= Gavin Brown (art dealer) =

British artist and art dealer

Gavin Brown is a British artist and art dealer. He is the owner of the gallery, Gavin Brown's enterprise in New York City and co-founder of non-profit gallery 356 Mission in Los Angeles. The 356 Mission art space closed in 2019, due to the lease ending.

==Early life==
Brown grew up in Croydon in south London. His mother was a social worker; his father an architect, who abandoned the family when Brown was 11. He attended Newcastle Polytechnic – where his classmates included Matthew Higgs – and later at Chelsea College of Arts. At Anthony d’Offay Gallery in London, Brown worked as an assistant in the back room alongside Damien Hirst before moving to New York in 1988 to continue his studies at the Whitney Museum of American Art's Independent Study Program.

==Career==
Brown began organizing exhibitions in the early 1990s – including one for 303 Gallery in 1991 as well as pop-ups in at the Hotel Chelsea, in his apartment on the Upper West Side and in a cubicle he rented in a Midtown office building – and opened his first gallery in Soho in 1994. In December 1993, he had a solo show of his own work at David Zwirner Gallery in Soho.

In 2003, Brown served on the selection committee for the first edition of Frieze Art Fair.

In the early 2000s, Brown ran a gallery in Rome called Roma Roma Roma with fellow dealers Franco Noero and Toby Webster, who have galleries in Turin, Italy, and Glasgow, Scotland, respectively.

In 2012 he took a lease in Los Angeles for 356 Mission, a gallery that is operated as an artist-run space by painter Laura Owens.

In 2014, The Guardian named him in their "Movers and makers: the most powerful people in the art world".

In 2015, Brown and Rirkrit Tiravanija opened Unclebrother, a restaurant and gallery in a former car dealership in Hancock, New York.

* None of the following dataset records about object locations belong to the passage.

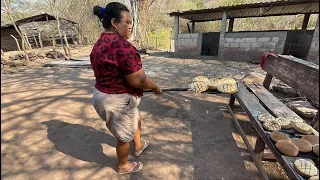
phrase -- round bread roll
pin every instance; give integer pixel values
(295, 119)
(302, 128)
(305, 168)
(200, 79)
(198, 87)
(277, 136)
(285, 123)
(287, 148)
(271, 126)
(227, 88)
(302, 145)
(212, 84)
(314, 178)
(315, 149)
(265, 117)
(312, 139)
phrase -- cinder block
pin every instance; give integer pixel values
(194, 35)
(256, 45)
(264, 39)
(240, 40)
(228, 40)
(245, 45)
(186, 36)
(275, 39)
(234, 44)
(252, 40)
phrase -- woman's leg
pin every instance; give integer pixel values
(122, 153)
(137, 136)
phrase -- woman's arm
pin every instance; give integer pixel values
(140, 80)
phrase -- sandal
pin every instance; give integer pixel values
(137, 166)
(145, 145)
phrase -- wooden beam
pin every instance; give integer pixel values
(258, 164)
(299, 74)
(230, 27)
(305, 21)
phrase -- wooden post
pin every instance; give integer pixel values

In July 2020, Brown announced that he would close his gallery and partner with Barbara Gladstone. In 2024, he donated a range of materials related to his former gallery to Bard College’s Center for Curatorial Studies.

== Controversy ==
Brown and painter Laura Owens have been accused of being involved with gentrification of a predominantly working-class, Hispanic neighbourhood with their non-profit gallery 356 Mission in the neighbourhood of Boyle Heights, on the east side of Los Angeles. Activists of various anti-gentrification groups have protested their galleries and exhibitions in both Los Angeles and New York City. The 356 Mission art space closed in 2019, due to the lease ending.

==Personal life==
Since 2011, Brown has been residing in Harlem where he moved with his wife, artist Hope Atherton, and their daughter. From a previous marriage with Scottish fashion designer, Lucy Barnes, Brown has three children.

In 2005, Brown purchased a 700-square-foot weekend home in the hamlet of Lordville, New York.